Clinical Psychologist,
PhD Scholar, Amrita Institute of Medical Sciences,
Kochi, India.


Lakshmi SMT, Jayakumar, Natarajan G, Edward M, Shaju, Ashish E. A Scoping Review of Research on Attributes of Social Cognition Impairment among Children with Disruptive Behaviours. Online J Health Allied Scs. 2023;22(2):2. Available at URL:

Submitted: May 16, 2023; Accepted: July 4, 2023; Published: July 15, 2023


Abstract: Background: Children's social cognition, an ability to understand and infer the thoughts and feelings of others influences how they develop a unique view of the world. Higher social cognitive capacities are associated with better prosocial skills whereas difficulties in understanding and thinking about others’ mental states can lead to disruptive social functioning and increase the risk of major mental health problems. Impairment in the development of social cognition is considered to be the most important reason behind a child’s disruptive behaviour. Therefore, this paper aimed to understand different factors involved with disrupted social cognition which results in disruptive behaviour in children. Methods: The review was done by systematically using the keywords such as social cognition AND disruptive children OR anger children OR externalizing disorders OR conduct disorder and the timeline selected was from 2008 to 2023. Articles published on PubMed and Google Scholar were included in the study. The PRISMA was followed for reporting the systematic review. Results: The contribution of biological factors involving the role of callous-unemotional trait, disturbed neuropsychological processes, imbalance in the behavioural regulation system, hostile parenting, poor attachment patterns and poor environmental factors were considered as major causes of anger among children.

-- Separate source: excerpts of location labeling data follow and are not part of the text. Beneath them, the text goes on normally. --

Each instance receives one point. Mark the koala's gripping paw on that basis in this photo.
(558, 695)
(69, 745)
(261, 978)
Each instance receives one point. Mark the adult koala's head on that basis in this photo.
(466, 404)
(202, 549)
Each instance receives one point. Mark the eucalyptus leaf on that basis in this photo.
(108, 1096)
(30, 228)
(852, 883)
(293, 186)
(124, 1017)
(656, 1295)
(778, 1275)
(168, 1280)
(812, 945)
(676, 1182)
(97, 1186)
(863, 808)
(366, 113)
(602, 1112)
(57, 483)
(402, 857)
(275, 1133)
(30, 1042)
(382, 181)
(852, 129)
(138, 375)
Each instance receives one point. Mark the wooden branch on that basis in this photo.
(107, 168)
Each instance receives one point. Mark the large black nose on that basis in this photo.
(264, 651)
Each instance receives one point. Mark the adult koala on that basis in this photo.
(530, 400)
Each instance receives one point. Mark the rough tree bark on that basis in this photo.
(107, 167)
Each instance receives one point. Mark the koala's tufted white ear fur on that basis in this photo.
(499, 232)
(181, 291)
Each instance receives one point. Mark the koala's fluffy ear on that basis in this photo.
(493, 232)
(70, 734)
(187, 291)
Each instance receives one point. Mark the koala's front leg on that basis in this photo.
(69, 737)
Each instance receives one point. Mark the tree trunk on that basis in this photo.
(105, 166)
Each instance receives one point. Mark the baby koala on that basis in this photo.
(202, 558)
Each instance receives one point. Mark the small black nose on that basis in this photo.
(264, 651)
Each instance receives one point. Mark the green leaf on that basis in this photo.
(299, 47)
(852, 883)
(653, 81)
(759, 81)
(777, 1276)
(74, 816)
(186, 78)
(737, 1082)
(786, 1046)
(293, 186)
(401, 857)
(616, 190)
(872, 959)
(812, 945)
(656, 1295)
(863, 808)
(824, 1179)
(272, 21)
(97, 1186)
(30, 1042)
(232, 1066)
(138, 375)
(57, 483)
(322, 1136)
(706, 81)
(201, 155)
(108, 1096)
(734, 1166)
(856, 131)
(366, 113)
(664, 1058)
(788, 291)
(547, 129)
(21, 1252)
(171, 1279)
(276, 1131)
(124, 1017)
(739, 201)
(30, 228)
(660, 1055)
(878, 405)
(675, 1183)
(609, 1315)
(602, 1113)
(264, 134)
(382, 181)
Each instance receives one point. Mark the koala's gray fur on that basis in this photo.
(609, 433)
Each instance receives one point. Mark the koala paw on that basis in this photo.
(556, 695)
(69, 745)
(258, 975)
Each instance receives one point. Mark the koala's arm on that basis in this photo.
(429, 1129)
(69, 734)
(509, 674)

Conclusions: The paper concludes that, although considerable progress has been made in understanding this topic, there is a need to further refine our conceptualisation of the problem to develop an effective treatment plan for dealing with children with disruptive behaviour.
Key Words: Biological, Psychological, Social cognition, Disruptive behaviour


Children's social cognition, an ability to understand and infer the thoughts and feelings of others influences how they develop a unique view of the world [1]. Higher social cognitive capacities are associated with better prosocial skills whereas difficulties in understanding and thinking about others’ mental states can lead to disruptive social functioning and increase the risk of major mental health problems [2]. Examining developmental factors that impact young children's disruptive behaviour, we must understand that both social and cognitive domains play an important role in children who are suffering from disruptive problems.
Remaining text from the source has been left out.